At least the new porch was big enough for Bear and I to play "ship." Bear helped me sail it, and we ran down the stretch of wood planks only stopping to look out over the railing to see where the boys had got to. I had to stand on tiptoe to see over the railing, but Bear thought that wasn't so bad, so we ran down to the other end and looked into the ivy vines that grew right up to the edge of the porch like a green sea.
After a while, I got tired of running, so me and Bear sat down on a spare blanket with our cups and had tea. Bear thought plain water tasted best, but he'd pretend it was tea when I called it that. Bear reminded me that Auntie Celia's baby would be here any day now, and soon I'd have someone else to play with. I thought it didn't count the same because a baby would be too small to play with. The boys already left without me.
Outside felt pretty good, though. The wind whished enough to make the trees and bushes roll their heads around. If I went to the backyard where the sunshine covered everything, I knew I'd be plenty warm, but Bear reminded me that we couldn't see anything back there. With all the grownups gone, the silence felt bigger, more watchful in a way that I didn't like.
The new street did have other kids, mostly around the boys' age. They had skateboards, and new clothes with the same tags, and they laughed at each other as they tried to do tricks. I saw Leon go by once, but he looked a little scared. I heard the other boys laugh some more, but they wouldn't let me play even if I asked, so Bear and I tried to find something else to look at.
Then I noticed the girl.
Across the street, she had put out almost all the toys in the world on her green, green lawn, and she went from one pile to the other, taking turns, I guessed. She had a purple table with dolls sitting at all the laid places. Her pink teacups had plates and spoons that matched, and she had a teapot with flowers and a pitcher and little plastic cookies. She had one of those riding-toys, too, shaped like a fancy carriage but with no horses. The girl didn't seem to like playing with anything that wasn't pink or princess-y. A big bucket of animals and horses and doll-clothes and plastic food leaned against the side of their crabapple tree. The tree had no fruit on it, even though the ones in our yard already had so much that a bunch of it had rotted and called the yellow jackets to swarm.
She looked to be my age. I hadn't seen any other girls.

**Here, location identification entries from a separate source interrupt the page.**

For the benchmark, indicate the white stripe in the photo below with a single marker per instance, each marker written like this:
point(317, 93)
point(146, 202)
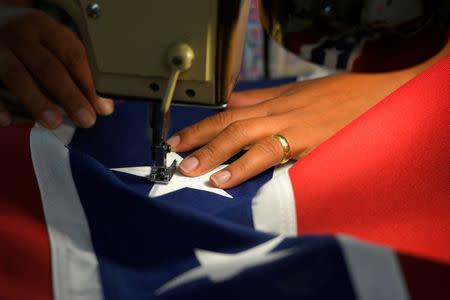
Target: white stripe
point(65, 132)
point(273, 207)
point(374, 271)
point(75, 271)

The girl across the street filled up each of her dolly's cups and then took one of the dolls to the carriage. She rooted around in the bucket, picking things up and putting them back. Then she gathered up the doll before going back to the tea party. I'd only ever seen such wispy blonde hair like hers on dolls before, and her dress frilled out at the sleeves and all along the bottom. The stars on it caught the light and winked. She even had those plastic jelly sandals with the glitter in them.
Mama wouldn't let me wear anything like that. Plastics killed our Earth, got put together in shops full of little kids who worked all day for mean people. We only got to wear natural fibers. Well, except for wool, but that made me itch anyway. Brother'd talked Mama into at least three pairs of denim jeans though, because he got them at one of the exchanges at the community center. Mama said community support made them okay. I think Brother just wanted to have clothes like other kids in case he went to school. Mama promised I could learn to sew when I got old enough, and weave, and crochet, and anything else I wanted to know about making and mending. Brother already knew some about carving.

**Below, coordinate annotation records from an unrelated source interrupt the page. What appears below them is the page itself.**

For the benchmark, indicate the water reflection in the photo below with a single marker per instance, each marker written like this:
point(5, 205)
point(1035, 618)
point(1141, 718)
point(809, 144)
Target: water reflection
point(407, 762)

The neighbor girl had all kinds of shiny, frilly clothes and lots and lots of toys, but it looked like she couldn't cross the street alone either, 'cause she stayed right in the front yard just like I stayed on the porch with Bear. I couldn't figure out the expression on her face. She concentrated on each thing that she touched, but she didn't frown the way Brother did when he worked math. Instead, she had an almost-smile that made her seem sleepy, ready to nap.

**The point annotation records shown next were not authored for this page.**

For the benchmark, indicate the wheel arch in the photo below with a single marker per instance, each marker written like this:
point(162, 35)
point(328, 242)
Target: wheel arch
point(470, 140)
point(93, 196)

Just then, her grandma pushed open the door to the house, wiping the back of her wrist against her forehead. She looked tired, and cranky, and her metal-grey hair had come loose in strands from the bun at the back of her head. She had a rag in one hand and an apron knotted around her waist, but she looked across the street at me.
"Hey! You!" she said. She pointed right at me.
I jumped.
"Come play with her," she called.
I felt like she'd caught me spying, but I hadn't been sneaking or anything. The railing was high enough to hide me if I ducked down, but she already knew where I was. The Aunties said that ignoring grownups just 'cause you didn't want to do what they said wasn't respectful. Mama said that elders kept the wisdom of the world, if you only asked them to share.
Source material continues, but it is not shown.